As a Freshman at Wayne State College in Nebraska Diggs got off to hot start during the 2006–07 season. He was named Co-Newcomer of The Year averaging 10.0 points and 2.9 rebounds per game. As a Sophomore in the 2007–08 season he averaged 15.9 points, 5.7 rebounds, and 4.8 assists while also leading the team in scoring, assists, steals, as well as made field goals. During his last season at Wayne State College he ended on a high note with a very impressive conference tournament outburst including averages of 26 points, 8.5 rebounds, 2.5 steals, and 3.0 assists earning an All-Tournament spot. He sat out the 2008–09 season due to transfer rules after his transfer to Wofford college. As a junior in the 2009–10 season he was selected as Third Team-All Southern Conference while averaging 9.5 points and 2.9 rebounds per game. After a good conference tournament he was also First Team All Tournament in the SoCon. As a senior in 2010–11, Diggs averaged 12.6 points and 3.1 rebounds while again being named an All SoCon selection.

==Professional career==
After going undrafted in the 2011 NBA draft, Diggs signed with the Paderborn Baskets. In 32 games he recorded 12.2 ppg (points per game), 3.3 rpg (rebounds per game), 3.8 apg (assists per game) and 1.3 spg (steals per game) in 2011–12 season.

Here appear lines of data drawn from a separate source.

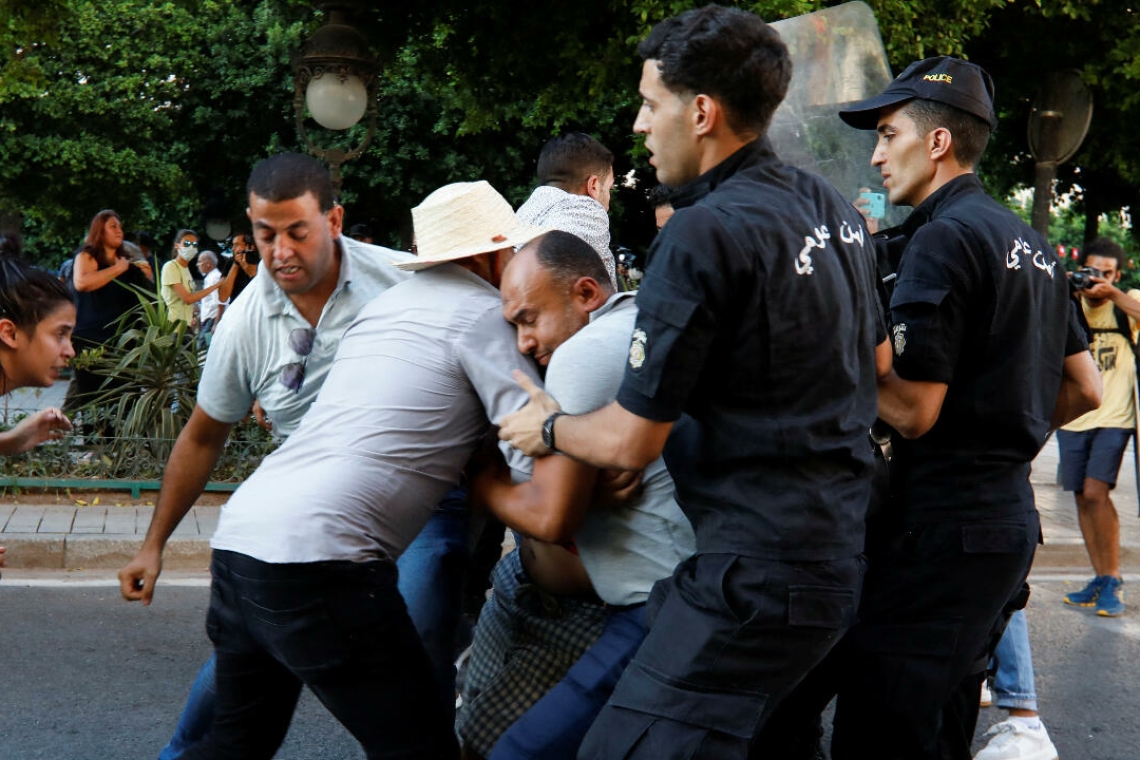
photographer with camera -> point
(1091, 447)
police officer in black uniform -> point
(754, 353)
(987, 358)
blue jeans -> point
(554, 727)
(431, 573)
(339, 628)
(1014, 685)
(432, 570)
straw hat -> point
(463, 220)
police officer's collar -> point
(938, 199)
(756, 152)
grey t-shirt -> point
(407, 399)
(626, 548)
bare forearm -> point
(910, 407)
(1128, 304)
(95, 279)
(609, 438)
(188, 296)
(1081, 389)
(521, 507)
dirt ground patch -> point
(83, 497)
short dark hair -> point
(1105, 248)
(568, 258)
(27, 293)
(969, 133)
(94, 242)
(726, 54)
(569, 160)
(290, 176)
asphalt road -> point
(86, 676)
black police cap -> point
(952, 81)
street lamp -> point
(335, 76)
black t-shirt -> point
(756, 332)
(98, 311)
(980, 304)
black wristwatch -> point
(548, 430)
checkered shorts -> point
(524, 643)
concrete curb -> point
(100, 552)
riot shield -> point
(838, 59)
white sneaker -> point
(1012, 741)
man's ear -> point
(941, 142)
(335, 220)
(594, 186)
(707, 112)
(588, 293)
(9, 334)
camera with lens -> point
(1082, 278)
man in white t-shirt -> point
(211, 307)
(304, 581)
(276, 348)
(575, 179)
(568, 316)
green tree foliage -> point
(159, 108)
(1100, 39)
(138, 106)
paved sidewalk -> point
(98, 537)
(107, 537)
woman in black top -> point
(103, 269)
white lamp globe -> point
(334, 104)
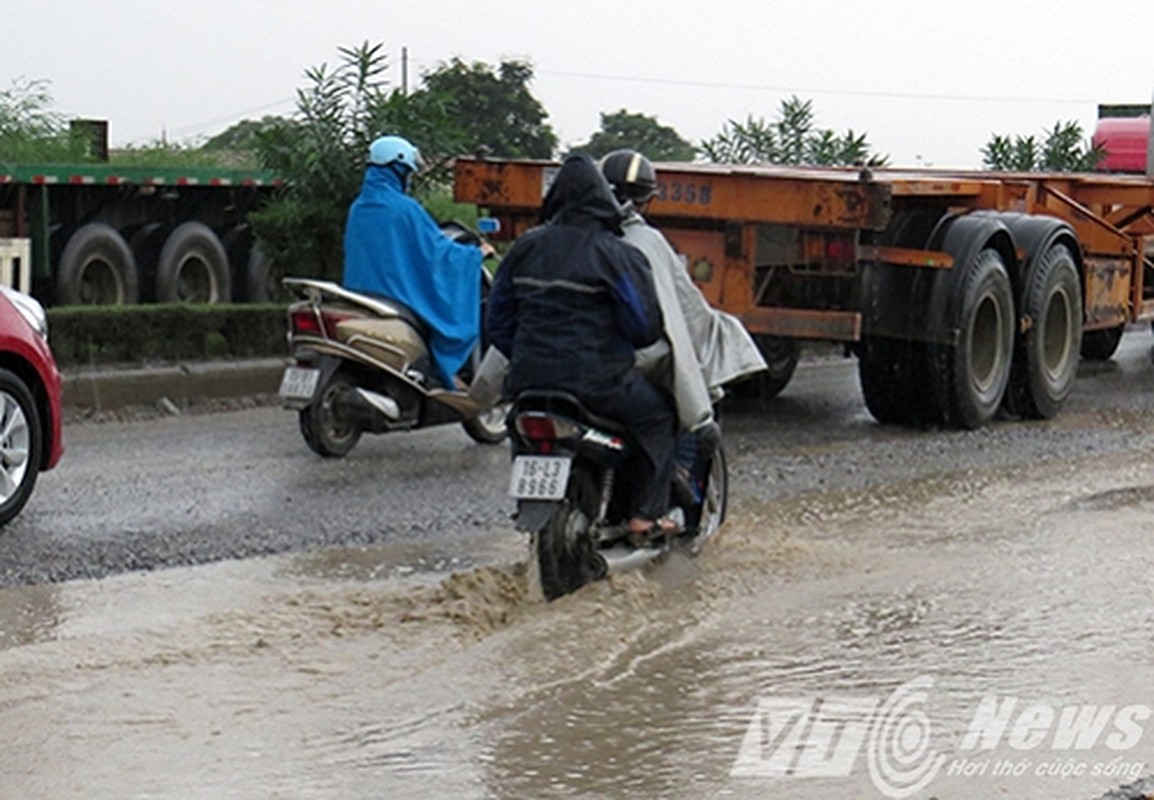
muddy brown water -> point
(833, 644)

At the start of the 2012–13 season Diggs played for was Omonia (Division B). In 17 games he recorded very impressive stats: 15.3 ppg, 6.9 rpg (#4 in the league), 4.8 apg (top 2) and 2.1 spg (in top 3) in 2012–13 season. He contributed to his team making it to the Cypriot Cup Semifinals. Quite impressive season as he was named to Eurobasket.com All-Cyprus League 3rd Team.

Diggs played at BK Barons Kvartals in LBL for the remaining of the 2012–13 season. In 20 games he recorded 14.3 ppg, 3.7 rpg, 5.0 apg (top 3) and 1.0 spg in 2012–13 season. He helped them to make it to the semifinals. Diggs also played 8 games in Baltic League where he recorded 11.8 ppg, 3.6 rpg and 3.5 apg in 2012–13 season.

Diggs played at APOEL in the 2013–14 season, where he became a champion after winning the Cypriot 1st Division with the club. In 15 (regular season) league matches he recorded 9.7 ppg, 3.1 rpg, 3.1 apg (top 5) and 1.0 spg.

For the remaining of the 2013–14 season Diggs played at Sigal Prishtina. In three games he recorded 4.0 ppg, 1.0 rpg and 6.0 apg. He also played 3 games in Balkan League where he recorded just 2.7 ppg, 2.3 rpg and 2.0 apg.

He started the 2014–15 season at Twarde Pierniki Torun at Polish Basketball League. In 9 TBL games he had 8.8 ppg, 4.1 rpg and 4.2 apg.

He signed at Keravnos for the remaining of the 2014–15 season.

On August 10, 2016, Diggs signed with Lithuanian side BC Juventus for the 2016–17 season.

In 2017–2018, he played for Hermine de Nantes Atlantique.

In September 2020, Diggs signed with Fos Provence Basket of the LNB Pro B.